Tuesday, November 04, 2008
It's E-Day
It's E-Day. Election Day 2008. After two years of primaries, debates and a hard fought stretch run it comes down to peeps casting their ballots. The denizens of Dixville Notch NH, have already done so. At midnight they cast their ballots with the results being 15-6 for Obama.
I'm about to head out the door right now to my precinct to cast a history making presidential vote for Barack Obama. While I'm nervous about the outcome, I'm cautiously optimistic as well. The trends are breaking his way right now, but we'll know in a few hours whether he'll be our next president as this historic day wears on.
I was happy to hear the Redskins lost to the Steelers 23-6. So if the Redskins Election Predictor holds true to form there will be a very festive crowd in Grant Park tonight.
I also get a chance to weigh in on the McConnell-Lunsford US senate race as well along with other state and local races.
I've waited long enough. Time to get rolling to the precinct.
Obama just took Virginia;
ReplyDeletehttp://news.yahoo.com/s/nm/20081105/pl_nm/us_usa_election_virginia_obama_1
WASHINGTON (Reuters) – Democrat Barack Obama won the Virginia presidential vote on Tuesday, defeating rival John McCain to break the state's 40-year history of backing Republicans in the race for the White House, Fox News projected.
Obama, an Illinois senator who would be the first black U.S. president, was narrowly leading McCain in opinion polls before the election and the state was widely considered a tossup. He is the first Democrat to carry Virginia since Lyndon Johnson in 1964.

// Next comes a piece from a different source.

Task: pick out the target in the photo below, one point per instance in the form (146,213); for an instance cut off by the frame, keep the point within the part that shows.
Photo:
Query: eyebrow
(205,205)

The victory gives Obama Virginia's 13 electoral votes, and the capture of a traditionally Republican state pushes him closer to the 270 electoral votes needed to win the presidency in the United States' indirect system of choosing a leader.

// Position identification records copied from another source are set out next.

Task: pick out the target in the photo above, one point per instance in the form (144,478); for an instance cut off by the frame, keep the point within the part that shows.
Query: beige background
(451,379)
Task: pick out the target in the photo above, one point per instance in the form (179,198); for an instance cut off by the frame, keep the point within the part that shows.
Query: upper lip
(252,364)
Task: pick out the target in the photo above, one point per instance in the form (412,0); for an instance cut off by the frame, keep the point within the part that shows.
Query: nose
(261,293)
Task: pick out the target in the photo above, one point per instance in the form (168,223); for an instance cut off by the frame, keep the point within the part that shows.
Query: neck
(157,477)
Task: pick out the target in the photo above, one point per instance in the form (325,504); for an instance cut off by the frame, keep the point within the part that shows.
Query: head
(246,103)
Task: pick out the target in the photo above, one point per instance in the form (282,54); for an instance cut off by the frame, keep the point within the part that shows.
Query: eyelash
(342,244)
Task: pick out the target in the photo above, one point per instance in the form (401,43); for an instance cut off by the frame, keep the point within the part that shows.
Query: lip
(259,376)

....wait a minute... what's this?
http://news.yahoo.com/s/ap/election_rdp
Obama triumphs, will be first black US president
By DAVID ESPO, AP Special Correspondent David Espo, Ap Special Correspondent – 2 mins ago
WASHINGTON – Barack Obama was elected the nation's first black president Tuesday night in a historic triumph that overcame racial barriers as old as America itself.
The 47-year-old Democratic senator from Illinois sealed his victory by defeating Republican Sen. John McCain in a string of wins in hard-fought battleground states — Ohio, Florida, Virginia and Iowa.
A huge crowd thronged Grant Park in Chicago to cheer Obama's improbable triumph and await his first public speech as president-elect.
Obama and his running mate, Sen. Joseph Biden of Delaware, will take their oaths of office as president and vice president on Jan. 20, 2009.
As the 44th president, Obama will move into the Oval Office as leader of a country that is almost certainly in recession, and fighting two long wars, one in Iraq, the other in Afghanistan.
The popular vote was close, but not the count in the Electoral College, where it counted.
There, Obama's audacious decision to contest McCain in states that hadn't gone Democratic in years paid rich dividends.
Fellow Democrats rode his coattails to gains in both houses of Congress, toppling Republican incumbents and winning open seats alike.
Obama has said his first order of presidential business will be to tackle the economy. He has also pledged to withdraw most U.S. combat troops from Iraq within 16 months.
must....confirm.... looks like he won but we'll have to wait 10 days for the dust to settle in contested States apparently.... yayness!
CONGRATS!
PS: WHHHoooooOOOOOoooOOOOooooooOOOOoooooOOOOOoooooOOOOOoooo !!!!!!!!!!!!!!!!!!!!!!!!!!!!!!